Dernière extrémité: un des plus jeunes lycanthropes a été enlevé. Il peut S'agir d'un enfant, assommé puis bâillonné, ou d'un adolescent entraîné à l'écart par des suppôts parmi les plus jeunes, qui l'ont conduit non loin de la croix celte... On parvient ainsi aux mêmes conclusions que dans le cas de figure précédent, avec peut-être une volonté encore plus grande de régler leur compte a de tels malfaisants; les personnages devraient ressentir assez violemment l'affront, puisqu'en enlevant un des leurs, les suppôts du démon ont « versé le premier sang »...

Quoi qu'il en soit; le Veneur est absent de cette aventure, le Conte verra donc sa conclusion sans l'intervention de l'Homme en Noir, et l'initié, soucieux de l'intérêt du plus grand nombre, choisira d'écarter la Caravane au plus tôt. Les personnages devront agir seuls, dès la seconde journée ou à l'issue de la seconde nuit. Voici également la description de deux personnages susceptibles de convaincre les lycanthropes d'agir pour la sauvegarde du hameau. Bien entendu, le Conteur, s'il le juge nécessaire, peut à sa guise en concevoir d'autres.

Morgann est une jeune femme blonde, au regard bleu azur. Elle semble très douce, voire timide. Elle doit avoir une vingtaine d'années à peine, et serre contre elle deux jeunes enfants.

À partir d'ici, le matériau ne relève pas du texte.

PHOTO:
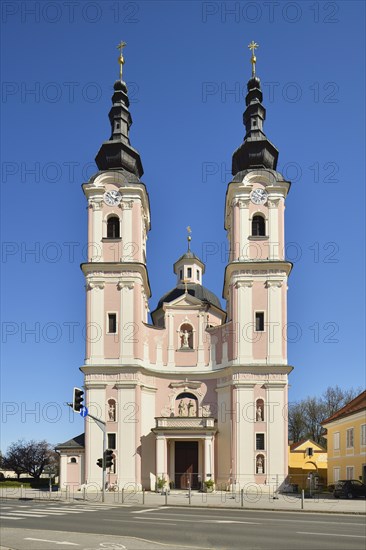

Elle a perdu son époux quelques semaines auparavant, victime de la « bête »: le malheureux avait décidé d'aller de nuit dans l'église pour y soutenir le prêtre qui s'y trouvait. Leurs deux corps furent trouvés au malin, mutilés d'horrible manière... Morgann n'en éprouve que plus de courage pour combattre le démon. Elle sait ne pas pouvoir traverser seule la forêt - les suppôts du Malin, s'apercevant de sa fuite, auraient tôt fait de la rattraper, tant la progression est lente avec deux enfants en bas âge -, et elle se refuse à faire courir le moindre risque à sa famille. S'il se trouve une femme parmi les personnages, Morgann s'adressera instinctivement à elle. Dans le cas contraire, elle ira probablement se confier à une des femmes de la Caravane, qui viendra ensuite en aviser les PJ. Le marché proposé par Morgann est simple: elle accepte de tout dire - tout ce qu'elle sait, soit peu de choses en fait, si ce n'est l'identité de quelques suppôts, le principe des enlèvements et la complicité tacite des villageois, ainsi qu'un résumé des différentes attaques du démon - si les baladins acceptent d'emmener avec eux ses enfants pour les soustraire à la folie ambiante. Elle veut également rester sur les lieux, préférant se sacrifier pour apaiser la colère de la bête et de ses sbires p1utôt que d'encourir le risque de se voir poursuivre par eux. La détresse de la jeune femme fait peine à voir, et aucun personnage ne devrait rester de marbre devant ses arguments, d'autant plus que le courage et la détermination qui brillent dans ses yeux ont le don de convaincre l'interlocuteur le plus blasé. Si pourtant rien n'y fait, le Conteur choisira parmi les PJ celui qui possède la sensibilité la plus élevée: il lui appartiendra d'assumer le rôle de paladin protecteur de cette ravissante veuve et de ses orphelins... mais gageons que les lycanthropes sauront relever le défi sans que le besoin s'en fasse sentir !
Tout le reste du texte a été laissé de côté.